The query-conditioned pooling in GPA attends only to the query token without content-aware attention across patches (for efficiency), potentially losing inter-patch relationships.
\(\delta_{\text{thresh}}\) is manually set; an adaptive threshold would be preferable.
Evaluation is limited to 7B-scale models; effectiveness on larger LLMs remains to be verified.
The train-test mismatch between uniform sampling (training) and delta sampling (inference) may constrain performance.

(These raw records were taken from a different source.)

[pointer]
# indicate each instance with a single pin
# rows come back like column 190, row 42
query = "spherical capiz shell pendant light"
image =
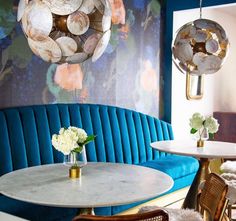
column 200, row 47
column 66, row 31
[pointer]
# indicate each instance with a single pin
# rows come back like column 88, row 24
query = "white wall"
column 219, row 89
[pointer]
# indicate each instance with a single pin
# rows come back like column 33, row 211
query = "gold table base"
column 203, row 171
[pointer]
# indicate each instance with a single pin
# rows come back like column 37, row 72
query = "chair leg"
column 229, row 211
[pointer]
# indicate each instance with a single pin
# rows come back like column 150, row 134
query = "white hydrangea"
column 63, row 143
column 69, row 139
column 81, row 135
column 211, row 124
column 196, row 121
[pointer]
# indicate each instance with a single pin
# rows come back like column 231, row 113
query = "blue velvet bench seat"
column 123, row 136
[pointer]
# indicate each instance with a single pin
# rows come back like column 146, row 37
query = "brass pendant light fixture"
column 66, row 31
column 199, row 47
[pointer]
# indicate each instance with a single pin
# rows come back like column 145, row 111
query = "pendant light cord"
column 200, row 8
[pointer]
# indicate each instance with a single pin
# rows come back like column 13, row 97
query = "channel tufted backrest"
column 123, row 135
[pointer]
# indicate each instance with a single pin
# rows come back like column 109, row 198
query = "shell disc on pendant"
column 210, row 65
column 212, row 46
column 87, row 6
column 68, row 45
column 77, row 58
column 21, row 9
column 198, row 58
column 91, row 43
column 183, row 51
column 78, row 23
column 37, row 20
column 200, row 36
column 47, row 49
column 101, row 46
column 63, row 7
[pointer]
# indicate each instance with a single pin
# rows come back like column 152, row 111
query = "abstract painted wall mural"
column 127, row 75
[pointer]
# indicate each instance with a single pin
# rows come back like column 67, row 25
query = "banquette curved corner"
column 123, row 136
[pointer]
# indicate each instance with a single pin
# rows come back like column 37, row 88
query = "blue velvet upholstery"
column 123, row 136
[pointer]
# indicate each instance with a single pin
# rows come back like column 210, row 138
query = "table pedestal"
column 203, row 171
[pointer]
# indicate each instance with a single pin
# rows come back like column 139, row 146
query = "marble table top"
column 211, row 149
column 9, row 217
column 101, row 184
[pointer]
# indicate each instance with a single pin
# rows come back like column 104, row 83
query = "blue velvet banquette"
column 123, row 136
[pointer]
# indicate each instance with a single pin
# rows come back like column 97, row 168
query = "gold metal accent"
column 202, row 173
column 200, row 143
column 85, row 211
column 194, row 86
column 74, row 172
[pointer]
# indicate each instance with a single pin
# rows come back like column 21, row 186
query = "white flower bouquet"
column 200, row 124
column 71, row 140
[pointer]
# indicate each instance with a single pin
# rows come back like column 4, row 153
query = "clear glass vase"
column 75, row 159
column 201, row 135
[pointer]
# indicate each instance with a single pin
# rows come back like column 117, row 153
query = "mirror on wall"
column 194, row 86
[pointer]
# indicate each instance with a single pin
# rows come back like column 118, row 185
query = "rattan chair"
column 212, row 203
column 212, row 200
column 155, row 215
column 228, row 170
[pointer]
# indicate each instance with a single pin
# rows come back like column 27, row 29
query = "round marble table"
column 211, row 150
column 101, row 184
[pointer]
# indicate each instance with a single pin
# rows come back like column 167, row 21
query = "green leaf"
column 89, row 139
column 211, row 135
column 78, row 149
column 193, row 131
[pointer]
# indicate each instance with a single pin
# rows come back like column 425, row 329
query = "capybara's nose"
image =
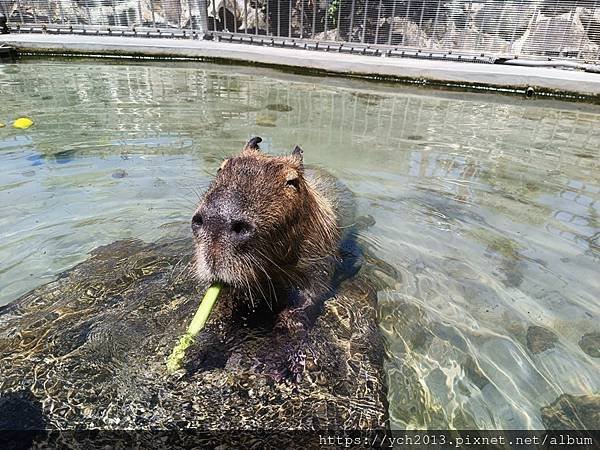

vs. BIMBA: Both share a Mamba + periodic query architecture, but BIMBA uses 3D average pooling while MambaMia employs learnable gated aggregation and delta sampling; ablations show MambaMia consistently outperforms BIMBA.
vs. LLaVA-Video: LLaVA-Video uses 12.5K tokens; MambaMia achieves comparable performance with 4.7K tokens, demonstrating a clear efficiency advantage.
vs. Video-XL: Video-XL aggregates inside the LLM with CLIP-based frame selection, whereas MambaMia compresses independently outside the LLM with learned frame selection, yielding a more modular architecture.
Insight: The inter-frame temporal fusion approach in TTF-VLA and MambaMia's temporal compression are complementary — TTF-style enhancement followed by MambaMia-style compression is a promising direction.

Rating¶

Novelty: ⭐⭐⭐⭐ Repurposing \(\Delta_t\) for frame sampling is clever; GPA design is also novel.
Experimental Thoroughness: ⭐⭐⭐⭐⭐ Seven benchmarks, five compression comparisons, multi-seed statistical testing, and cost analysis — exceptionally comprehensive.
Writing Quality: ⭐⭐⭐⭐⭐ Method descriptions are precise; a 13-section appendix covers all implementation details with strong reproducibility.
Value: ⭐⭐⭐⭐⭐ Processing hour-long videos with only 4.7K tokens offers substantial practical value to the community.